It’s one day in August every year that pulls a community together to picnic on Bal Bach Bal Mawr moor in the Llanthony valley, near Abergavenny. Over the past 30 years this group – some of whom were in the school together in Cardiganshire bought the moor and they are passionate about the wonderful landscapes this location offers which looks out across the Brecon Beacons including the Skirrid and Sugar loaf and over to the estuary in Chepstow. Together with the local moorland manager Shaun Smith and his dad, Tony, the former keeper, the day is a special day in the calendar where they all come together and make their way up the hill to catch up with each other and take stock of the hill.

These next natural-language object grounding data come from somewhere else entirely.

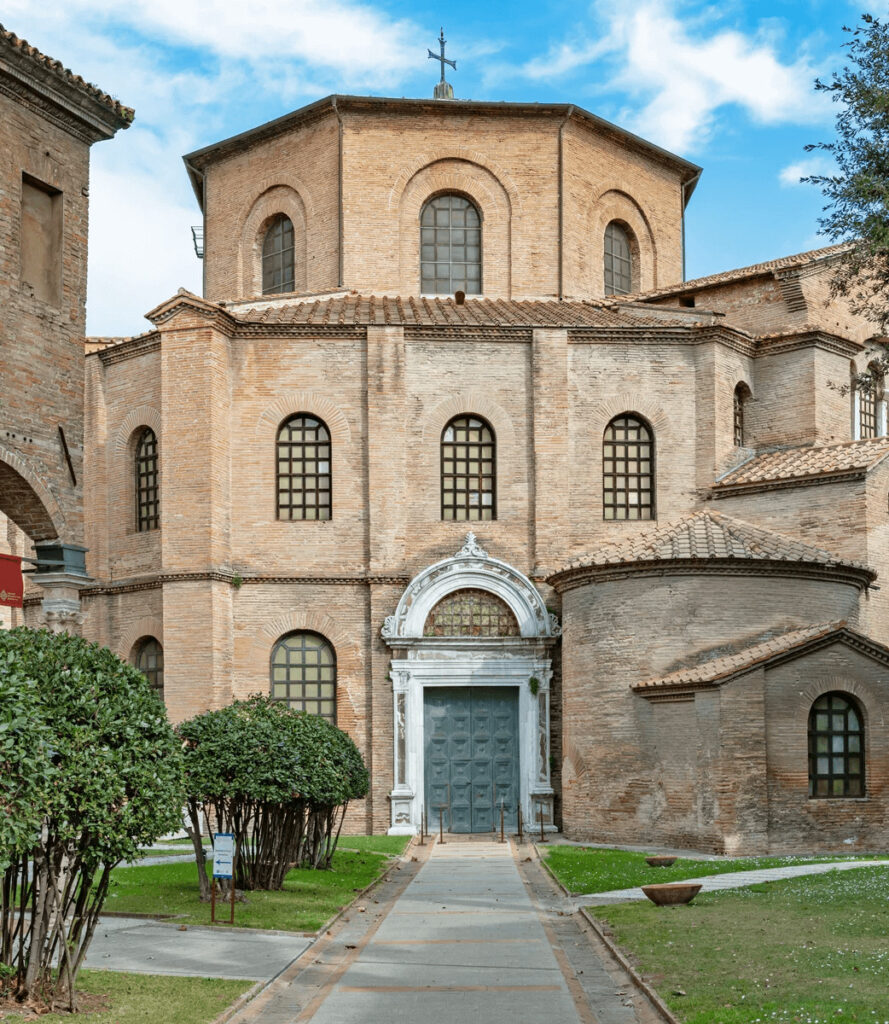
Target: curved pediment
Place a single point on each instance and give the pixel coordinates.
(470, 568)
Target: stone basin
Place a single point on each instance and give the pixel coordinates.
(672, 893)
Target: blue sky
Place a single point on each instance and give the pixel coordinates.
(728, 86)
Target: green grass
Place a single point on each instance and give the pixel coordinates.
(307, 900)
(141, 998)
(582, 869)
(810, 949)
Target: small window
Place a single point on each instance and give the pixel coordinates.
(150, 660)
(836, 748)
(41, 240)
(468, 470)
(619, 260)
(303, 674)
(471, 613)
(303, 469)
(147, 484)
(278, 256)
(742, 396)
(628, 469)
(450, 247)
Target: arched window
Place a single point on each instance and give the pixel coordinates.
(871, 400)
(836, 748)
(742, 396)
(628, 469)
(303, 469)
(150, 660)
(619, 260)
(468, 479)
(147, 483)
(304, 674)
(471, 613)
(450, 247)
(278, 256)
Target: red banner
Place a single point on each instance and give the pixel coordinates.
(11, 584)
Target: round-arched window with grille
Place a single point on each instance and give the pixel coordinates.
(150, 660)
(303, 674)
(471, 613)
(836, 747)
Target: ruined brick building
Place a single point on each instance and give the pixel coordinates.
(450, 453)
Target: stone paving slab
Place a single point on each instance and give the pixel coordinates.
(157, 947)
(731, 880)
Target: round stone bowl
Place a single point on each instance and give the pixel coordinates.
(672, 893)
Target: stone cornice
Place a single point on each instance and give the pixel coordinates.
(581, 576)
(761, 486)
(158, 581)
(47, 88)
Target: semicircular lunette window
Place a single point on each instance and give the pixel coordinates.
(471, 613)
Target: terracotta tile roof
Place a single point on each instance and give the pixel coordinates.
(414, 311)
(707, 535)
(719, 670)
(10, 41)
(807, 463)
(754, 270)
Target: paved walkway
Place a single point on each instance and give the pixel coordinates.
(731, 880)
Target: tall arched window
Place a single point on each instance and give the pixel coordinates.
(836, 748)
(628, 469)
(304, 674)
(619, 260)
(278, 256)
(450, 247)
(150, 660)
(147, 482)
(303, 469)
(742, 396)
(471, 613)
(468, 470)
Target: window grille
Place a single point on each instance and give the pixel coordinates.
(628, 469)
(150, 660)
(147, 483)
(471, 613)
(303, 469)
(742, 394)
(468, 470)
(450, 247)
(303, 674)
(836, 748)
(278, 256)
(619, 260)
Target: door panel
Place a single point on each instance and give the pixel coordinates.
(471, 755)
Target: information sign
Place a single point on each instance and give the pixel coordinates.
(223, 855)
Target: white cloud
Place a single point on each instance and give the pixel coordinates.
(791, 174)
(685, 72)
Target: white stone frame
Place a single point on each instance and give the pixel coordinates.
(428, 662)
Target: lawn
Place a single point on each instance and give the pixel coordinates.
(804, 950)
(307, 900)
(141, 998)
(582, 869)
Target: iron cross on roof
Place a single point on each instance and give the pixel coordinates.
(442, 89)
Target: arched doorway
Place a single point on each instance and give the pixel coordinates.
(471, 639)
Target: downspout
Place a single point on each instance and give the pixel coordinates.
(567, 116)
(339, 197)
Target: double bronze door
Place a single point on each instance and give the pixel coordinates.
(471, 757)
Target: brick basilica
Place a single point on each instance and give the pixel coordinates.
(450, 453)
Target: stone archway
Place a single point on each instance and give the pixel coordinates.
(515, 667)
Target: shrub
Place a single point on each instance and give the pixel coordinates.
(280, 780)
(90, 771)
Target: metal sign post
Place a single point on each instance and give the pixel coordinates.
(223, 867)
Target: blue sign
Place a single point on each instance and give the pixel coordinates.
(223, 855)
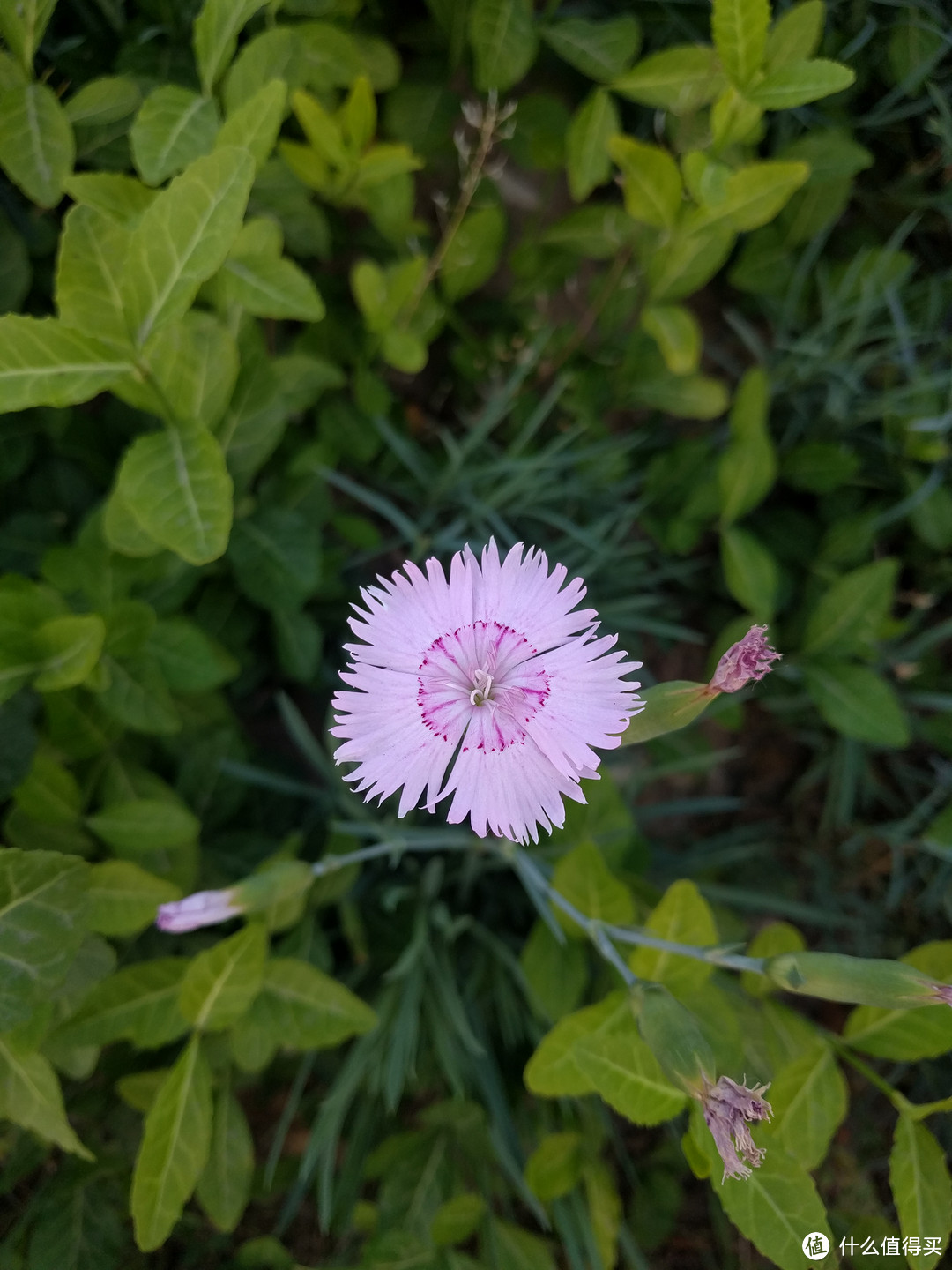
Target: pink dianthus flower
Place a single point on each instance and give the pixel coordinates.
(490, 687)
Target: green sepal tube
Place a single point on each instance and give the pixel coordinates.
(674, 1036)
(859, 981)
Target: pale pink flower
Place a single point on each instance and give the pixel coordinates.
(747, 660)
(490, 687)
(727, 1109)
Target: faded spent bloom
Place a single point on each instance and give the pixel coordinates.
(729, 1108)
(747, 660)
(490, 687)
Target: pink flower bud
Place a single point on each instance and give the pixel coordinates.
(204, 908)
(747, 660)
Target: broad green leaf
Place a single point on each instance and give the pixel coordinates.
(222, 982)
(680, 79)
(677, 333)
(750, 572)
(553, 1071)
(920, 1186)
(747, 467)
(192, 367)
(504, 42)
(123, 898)
(42, 915)
(43, 362)
(857, 703)
(225, 1184)
(796, 34)
(215, 36)
(23, 25)
(798, 83)
(851, 612)
(625, 1072)
(175, 1148)
(276, 557)
(309, 1010)
(683, 917)
(31, 1096)
(183, 238)
(92, 254)
(178, 488)
(555, 1166)
(69, 648)
(906, 1035)
(173, 127)
(809, 1097)
(739, 29)
(556, 973)
(473, 253)
(651, 181)
(600, 49)
(36, 143)
(271, 288)
(145, 825)
(587, 882)
(256, 123)
(138, 1004)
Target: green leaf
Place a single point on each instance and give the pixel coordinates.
(123, 898)
(276, 557)
(747, 467)
(851, 612)
(739, 29)
(798, 83)
(809, 1097)
(750, 573)
(178, 489)
(222, 982)
(680, 79)
(651, 181)
(504, 42)
(305, 1009)
(31, 1096)
(857, 703)
(271, 288)
(225, 1183)
(587, 882)
(215, 36)
(555, 1166)
(138, 1004)
(556, 973)
(93, 250)
(183, 239)
(625, 1072)
(36, 143)
(173, 127)
(69, 648)
(43, 362)
(796, 34)
(175, 1148)
(472, 256)
(683, 917)
(600, 49)
(42, 915)
(920, 1188)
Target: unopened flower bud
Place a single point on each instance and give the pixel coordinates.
(859, 981)
(749, 660)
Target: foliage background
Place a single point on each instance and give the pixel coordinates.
(715, 410)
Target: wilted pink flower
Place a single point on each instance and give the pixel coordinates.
(727, 1109)
(202, 908)
(489, 687)
(747, 660)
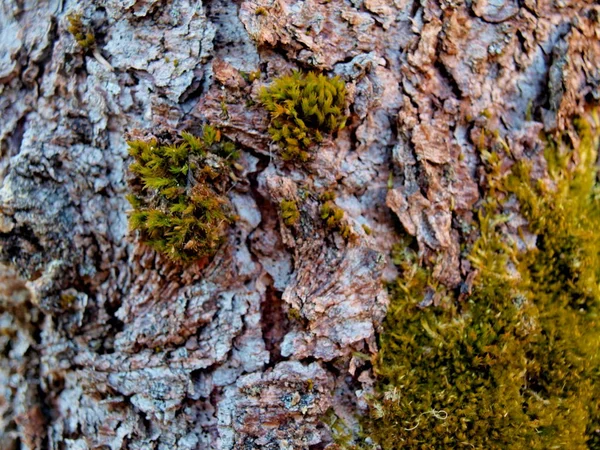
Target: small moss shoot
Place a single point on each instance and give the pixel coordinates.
(515, 363)
(303, 108)
(83, 34)
(289, 212)
(334, 216)
(178, 193)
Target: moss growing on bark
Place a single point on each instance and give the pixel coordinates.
(333, 216)
(304, 107)
(83, 34)
(289, 212)
(178, 193)
(514, 361)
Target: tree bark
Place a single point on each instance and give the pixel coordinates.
(105, 344)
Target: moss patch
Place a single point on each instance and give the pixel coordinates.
(179, 206)
(512, 362)
(303, 107)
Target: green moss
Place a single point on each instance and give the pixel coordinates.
(82, 33)
(303, 107)
(513, 361)
(333, 216)
(179, 206)
(289, 212)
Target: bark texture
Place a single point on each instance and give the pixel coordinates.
(104, 344)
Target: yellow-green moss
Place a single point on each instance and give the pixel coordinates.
(513, 361)
(333, 216)
(289, 212)
(302, 108)
(179, 206)
(82, 33)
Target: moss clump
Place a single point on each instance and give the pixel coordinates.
(515, 363)
(302, 108)
(179, 206)
(82, 34)
(289, 212)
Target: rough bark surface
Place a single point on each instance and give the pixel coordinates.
(104, 344)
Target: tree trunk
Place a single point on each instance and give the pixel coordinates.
(106, 344)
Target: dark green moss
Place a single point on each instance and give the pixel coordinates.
(179, 206)
(512, 361)
(303, 107)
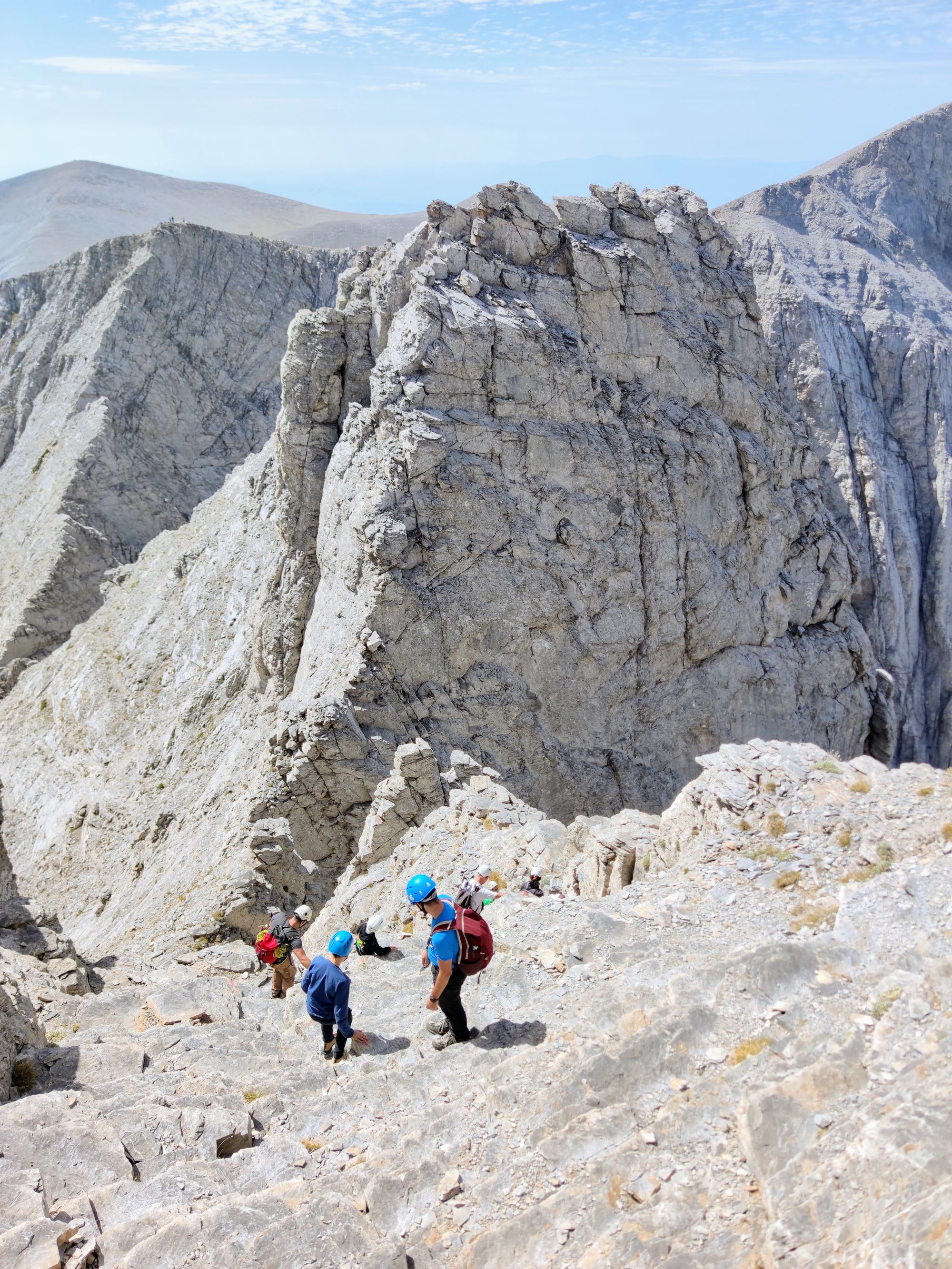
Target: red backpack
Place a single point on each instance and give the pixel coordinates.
(268, 950)
(475, 940)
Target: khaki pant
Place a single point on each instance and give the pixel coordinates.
(284, 976)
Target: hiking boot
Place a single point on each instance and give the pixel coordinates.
(442, 1042)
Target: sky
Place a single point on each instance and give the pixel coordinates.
(384, 104)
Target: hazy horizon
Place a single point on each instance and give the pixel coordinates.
(377, 104)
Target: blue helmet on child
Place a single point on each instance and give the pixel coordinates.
(421, 887)
(341, 943)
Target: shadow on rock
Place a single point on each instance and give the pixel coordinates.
(380, 1046)
(506, 1035)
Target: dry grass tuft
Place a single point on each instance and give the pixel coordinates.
(776, 824)
(814, 917)
(749, 1049)
(768, 851)
(885, 1001)
(786, 880)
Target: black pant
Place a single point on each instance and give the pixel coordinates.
(367, 944)
(452, 1005)
(328, 1031)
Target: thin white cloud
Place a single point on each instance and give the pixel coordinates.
(107, 65)
(390, 88)
(490, 28)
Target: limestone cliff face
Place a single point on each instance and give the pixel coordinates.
(569, 525)
(853, 272)
(135, 377)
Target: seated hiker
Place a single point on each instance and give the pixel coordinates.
(328, 994)
(478, 890)
(288, 929)
(367, 942)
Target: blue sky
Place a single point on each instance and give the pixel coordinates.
(383, 104)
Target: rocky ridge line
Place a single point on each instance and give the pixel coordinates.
(711, 1064)
(136, 376)
(851, 266)
(565, 496)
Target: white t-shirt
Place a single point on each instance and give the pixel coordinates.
(479, 894)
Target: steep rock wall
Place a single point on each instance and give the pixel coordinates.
(853, 271)
(134, 377)
(569, 523)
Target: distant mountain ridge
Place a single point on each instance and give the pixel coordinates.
(51, 214)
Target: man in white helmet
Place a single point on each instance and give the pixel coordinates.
(367, 942)
(478, 890)
(288, 929)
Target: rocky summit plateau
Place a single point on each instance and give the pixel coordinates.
(602, 540)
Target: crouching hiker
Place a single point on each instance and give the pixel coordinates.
(460, 944)
(328, 994)
(367, 942)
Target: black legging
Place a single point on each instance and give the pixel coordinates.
(328, 1031)
(452, 1005)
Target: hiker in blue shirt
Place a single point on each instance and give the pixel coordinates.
(444, 955)
(328, 994)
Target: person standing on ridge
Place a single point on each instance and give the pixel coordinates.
(478, 890)
(288, 929)
(532, 886)
(444, 955)
(367, 942)
(328, 997)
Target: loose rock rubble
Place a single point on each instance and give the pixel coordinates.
(710, 1065)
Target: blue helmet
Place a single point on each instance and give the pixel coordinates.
(341, 943)
(421, 887)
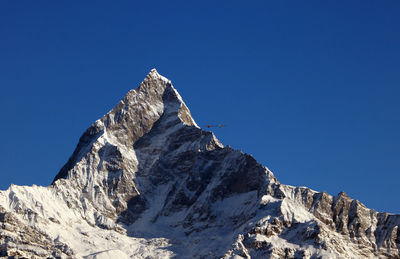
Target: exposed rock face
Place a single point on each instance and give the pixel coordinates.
(146, 182)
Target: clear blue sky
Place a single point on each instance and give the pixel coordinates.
(310, 88)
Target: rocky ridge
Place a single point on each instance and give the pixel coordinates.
(146, 182)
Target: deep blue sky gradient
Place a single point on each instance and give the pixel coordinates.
(310, 88)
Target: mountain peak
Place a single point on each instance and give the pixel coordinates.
(154, 102)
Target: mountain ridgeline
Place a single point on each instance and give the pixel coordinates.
(146, 182)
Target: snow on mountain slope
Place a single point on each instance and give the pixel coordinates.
(146, 182)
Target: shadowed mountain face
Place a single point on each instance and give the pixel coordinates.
(146, 182)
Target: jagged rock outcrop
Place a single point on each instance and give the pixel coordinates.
(146, 182)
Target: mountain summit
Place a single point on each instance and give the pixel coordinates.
(146, 182)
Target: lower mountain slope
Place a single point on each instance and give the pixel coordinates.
(146, 182)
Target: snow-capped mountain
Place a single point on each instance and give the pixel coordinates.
(146, 182)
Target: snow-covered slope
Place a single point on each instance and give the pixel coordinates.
(146, 182)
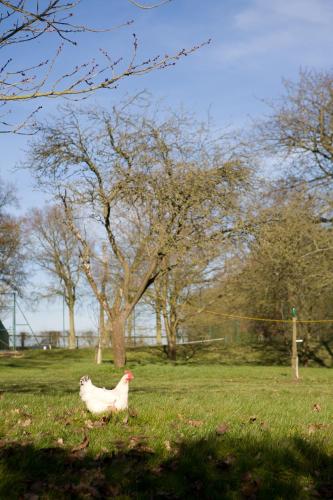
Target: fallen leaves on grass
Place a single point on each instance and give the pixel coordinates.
(315, 427)
(226, 462)
(25, 423)
(250, 486)
(221, 429)
(167, 445)
(83, 445)
(97, 423)
(195, 423)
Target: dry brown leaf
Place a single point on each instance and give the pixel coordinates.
(167, 445)
(84, 444)
(250, 485)
(25, 422)
(195, 423)
(221, 429)
(314, 427)
(89, 424)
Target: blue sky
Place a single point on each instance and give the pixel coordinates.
(255, 43)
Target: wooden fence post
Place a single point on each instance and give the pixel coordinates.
(294, 356)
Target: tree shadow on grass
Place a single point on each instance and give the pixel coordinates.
(218, 467)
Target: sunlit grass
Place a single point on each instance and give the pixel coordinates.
(193, 430)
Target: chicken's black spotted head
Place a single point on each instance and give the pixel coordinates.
(128, 375)
(84, 380)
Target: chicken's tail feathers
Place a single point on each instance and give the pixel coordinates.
(84, 380)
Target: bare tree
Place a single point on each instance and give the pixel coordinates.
(300, 128)
(12, 275)
(54, 249)
(22, 21)
(156, 188)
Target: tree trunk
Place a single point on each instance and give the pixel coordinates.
(171, 332)
(118, 341)
(129, 328)
(158, 322)
(104, 334)
(71, 338)
(99, 355)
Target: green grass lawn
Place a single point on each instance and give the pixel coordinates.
(198, 429)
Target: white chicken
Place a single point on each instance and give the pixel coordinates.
(99, 400)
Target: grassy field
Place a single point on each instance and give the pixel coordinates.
(202, 428)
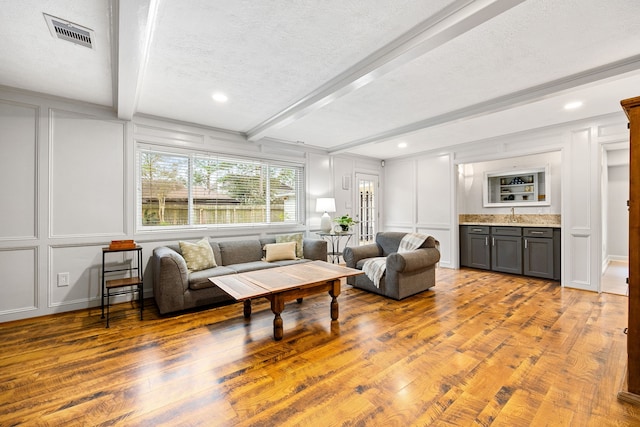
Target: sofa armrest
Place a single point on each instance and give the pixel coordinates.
(414, 260)
(353, 254)
(170, 279)
(315, 249)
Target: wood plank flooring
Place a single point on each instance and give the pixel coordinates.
(478, 349)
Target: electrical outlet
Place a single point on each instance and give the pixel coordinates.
(63, 279)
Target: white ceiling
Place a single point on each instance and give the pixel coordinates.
(347, 76)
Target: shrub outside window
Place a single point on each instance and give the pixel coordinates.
(196, 189)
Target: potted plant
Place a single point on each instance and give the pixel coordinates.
(345, 222)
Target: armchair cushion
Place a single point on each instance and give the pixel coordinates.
(406, 273)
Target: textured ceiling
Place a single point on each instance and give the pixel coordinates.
(344, 76)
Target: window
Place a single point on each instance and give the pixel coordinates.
(194, 189)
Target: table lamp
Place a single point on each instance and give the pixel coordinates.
(326, 205)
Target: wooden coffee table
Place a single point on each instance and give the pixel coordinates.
(282, 284)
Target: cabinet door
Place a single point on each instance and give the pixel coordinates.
(506, 254)
(538, 257)
(478, 251)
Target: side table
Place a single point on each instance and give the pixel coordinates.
(116, 286)
(334, 240)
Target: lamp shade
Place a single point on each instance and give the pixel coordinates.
(325, 204)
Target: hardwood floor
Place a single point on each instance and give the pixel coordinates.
(479, 348)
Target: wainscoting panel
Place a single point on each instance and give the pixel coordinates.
(580, 250)
(84, 265)
(87, 175)
(18, 288)
(434, 190)
(400, 192)
(18, 170)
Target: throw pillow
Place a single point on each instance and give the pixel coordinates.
(199, 255)
(280, 251)
(297, 237)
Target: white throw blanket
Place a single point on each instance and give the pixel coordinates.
(374, 268)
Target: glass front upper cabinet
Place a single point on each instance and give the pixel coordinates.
(526, 187)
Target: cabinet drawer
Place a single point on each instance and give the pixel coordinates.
(506, 231)
(538, 232)
(478, 229)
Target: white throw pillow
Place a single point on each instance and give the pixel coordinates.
(199, 255)
(280, 251)
(296, 237)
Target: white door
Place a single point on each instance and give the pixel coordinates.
(367, 207)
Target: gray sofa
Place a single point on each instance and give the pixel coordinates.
(175, 288)
(406, 274)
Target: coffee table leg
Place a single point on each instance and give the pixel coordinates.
(334, 292)
(277, 306)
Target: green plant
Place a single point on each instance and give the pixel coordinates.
(345, 221)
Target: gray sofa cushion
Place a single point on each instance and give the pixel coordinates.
(240, 251)
(200, 279)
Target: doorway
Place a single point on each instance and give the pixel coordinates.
(615, 219)
(367, 207)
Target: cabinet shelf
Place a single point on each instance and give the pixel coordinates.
(517, 188)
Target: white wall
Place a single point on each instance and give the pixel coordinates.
(68, 173)
(419, 197)
(617, 212)
(576, 169)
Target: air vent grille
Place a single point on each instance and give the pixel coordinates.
(69, 31)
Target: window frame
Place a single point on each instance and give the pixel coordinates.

Once a thriving grouse moor when heather almost carpeted the hill, bracken has certainly encroached and outcompeted the heather in a number of places but under the project restoring its condition is under way and there are acres of diverse habitats to help recover a range of bird species. Arwyn Davies heads up the responsibilities for the moor and sees the project more as a conservation initiative to help recover the heather before it’s lost forever which would hail the end of the red grouse who lives here 12 months of the year and feeds only on heather and which supports other wading birds under the same management.
There has been no shooting here for a few years and this year was no different. Although there was lots more heather management with a good dry month of March allowing lots of burns to take place to regenerate the heather, it was the first 2 weeks of cold wet weather in June that meant that the young chicks didn’t survive. But that seems to be the same story everywhere.
Putting the work in now means there is a chance of restoring this heather even though that won’t be apparent or visible for at least another decade or two.